An appellate court date has been scheduled to challenge the imprisonment of Cyntoia Brown, the Tennessee woman who killed a man that solicited her as a teenage prostitute.
It is an encouraging update in a case that has caught national attention. Brown shot and killed a 43-year-old man who had hired her for sex at the age of 16. She was convicted of first-degree murder and sentenced to life in prison in 2004.
According to the Tennessean, the Sixth Circuit Court of Appeals in Cincinnati will hear oral arguments on June 14 from lawyers for Brown challenging her sentence as unconstitutional. Her lawyers have based their claim on a U.S. Supreme Court ruling that finds life sentences for juveniles to be cruel and unusual punishment in most instances.
Brown’s lawyers filed a formal petition in December with the Tennessee parole board to commute her life sentence for her conviction.
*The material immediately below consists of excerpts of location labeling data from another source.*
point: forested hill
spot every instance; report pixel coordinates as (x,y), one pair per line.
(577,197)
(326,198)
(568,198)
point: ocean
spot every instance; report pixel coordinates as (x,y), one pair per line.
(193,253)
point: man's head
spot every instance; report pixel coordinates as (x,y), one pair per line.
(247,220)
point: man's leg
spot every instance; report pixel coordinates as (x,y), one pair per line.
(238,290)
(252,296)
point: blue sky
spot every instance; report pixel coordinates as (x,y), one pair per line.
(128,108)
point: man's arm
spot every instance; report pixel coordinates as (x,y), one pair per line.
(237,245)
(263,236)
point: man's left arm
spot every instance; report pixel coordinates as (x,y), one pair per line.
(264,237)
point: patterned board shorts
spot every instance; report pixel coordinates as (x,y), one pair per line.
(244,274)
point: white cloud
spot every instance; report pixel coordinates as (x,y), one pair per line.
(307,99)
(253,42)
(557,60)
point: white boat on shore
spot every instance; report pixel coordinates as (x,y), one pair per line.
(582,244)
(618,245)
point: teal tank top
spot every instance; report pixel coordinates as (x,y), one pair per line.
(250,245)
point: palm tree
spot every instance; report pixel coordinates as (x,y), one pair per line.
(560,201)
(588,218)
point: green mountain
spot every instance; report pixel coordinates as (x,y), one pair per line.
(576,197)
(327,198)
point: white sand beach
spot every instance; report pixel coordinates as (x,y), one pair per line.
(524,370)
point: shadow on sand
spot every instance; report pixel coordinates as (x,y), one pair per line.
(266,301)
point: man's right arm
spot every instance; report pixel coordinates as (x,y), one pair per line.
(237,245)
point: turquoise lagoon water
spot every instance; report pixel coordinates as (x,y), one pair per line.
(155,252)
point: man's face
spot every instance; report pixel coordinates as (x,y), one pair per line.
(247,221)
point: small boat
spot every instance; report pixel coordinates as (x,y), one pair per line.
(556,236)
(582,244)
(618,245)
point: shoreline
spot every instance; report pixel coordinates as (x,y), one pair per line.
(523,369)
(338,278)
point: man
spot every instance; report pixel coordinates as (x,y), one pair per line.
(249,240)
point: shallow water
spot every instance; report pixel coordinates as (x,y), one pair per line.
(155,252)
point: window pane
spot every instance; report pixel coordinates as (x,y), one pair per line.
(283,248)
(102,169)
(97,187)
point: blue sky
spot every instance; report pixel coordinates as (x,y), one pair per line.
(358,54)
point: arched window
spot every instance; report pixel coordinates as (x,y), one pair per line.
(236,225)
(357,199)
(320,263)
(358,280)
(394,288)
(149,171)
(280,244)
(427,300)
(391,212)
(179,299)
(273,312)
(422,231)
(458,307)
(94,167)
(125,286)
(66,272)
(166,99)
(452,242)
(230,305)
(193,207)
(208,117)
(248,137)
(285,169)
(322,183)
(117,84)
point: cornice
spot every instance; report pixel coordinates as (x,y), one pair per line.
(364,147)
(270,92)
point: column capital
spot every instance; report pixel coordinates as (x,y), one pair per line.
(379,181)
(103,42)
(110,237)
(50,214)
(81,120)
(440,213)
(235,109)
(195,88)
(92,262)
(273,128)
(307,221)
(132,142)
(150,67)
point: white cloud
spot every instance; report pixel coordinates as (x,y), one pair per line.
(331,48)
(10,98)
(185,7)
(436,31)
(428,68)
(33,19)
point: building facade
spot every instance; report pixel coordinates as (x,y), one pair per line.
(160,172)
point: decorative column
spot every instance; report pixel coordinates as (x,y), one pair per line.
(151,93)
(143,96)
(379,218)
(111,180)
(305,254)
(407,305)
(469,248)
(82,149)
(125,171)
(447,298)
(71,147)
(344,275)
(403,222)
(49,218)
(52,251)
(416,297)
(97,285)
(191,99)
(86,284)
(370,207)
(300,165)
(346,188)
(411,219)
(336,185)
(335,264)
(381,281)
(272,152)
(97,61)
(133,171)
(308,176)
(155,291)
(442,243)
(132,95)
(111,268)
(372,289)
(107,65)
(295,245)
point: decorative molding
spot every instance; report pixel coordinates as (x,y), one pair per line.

She is not eligible for parole until she is 69, and a national #FreeCyntoiaBrown effort, which includes Kim Kardashian’s lawyers, is also pushing to have her sentence commuted.
However, the state responded to Cyntoia Brown’s appeal in February, saying that they were constitutionally in the right to imprison her for life. The legal response filed in the 6th U.S. Circuit Court of Appeals said that the state court’s rejection of Brown’s appeal didn’t contradict U.S. Supreme Court precedent about cruel and unusual punishment, the Associated Press reports.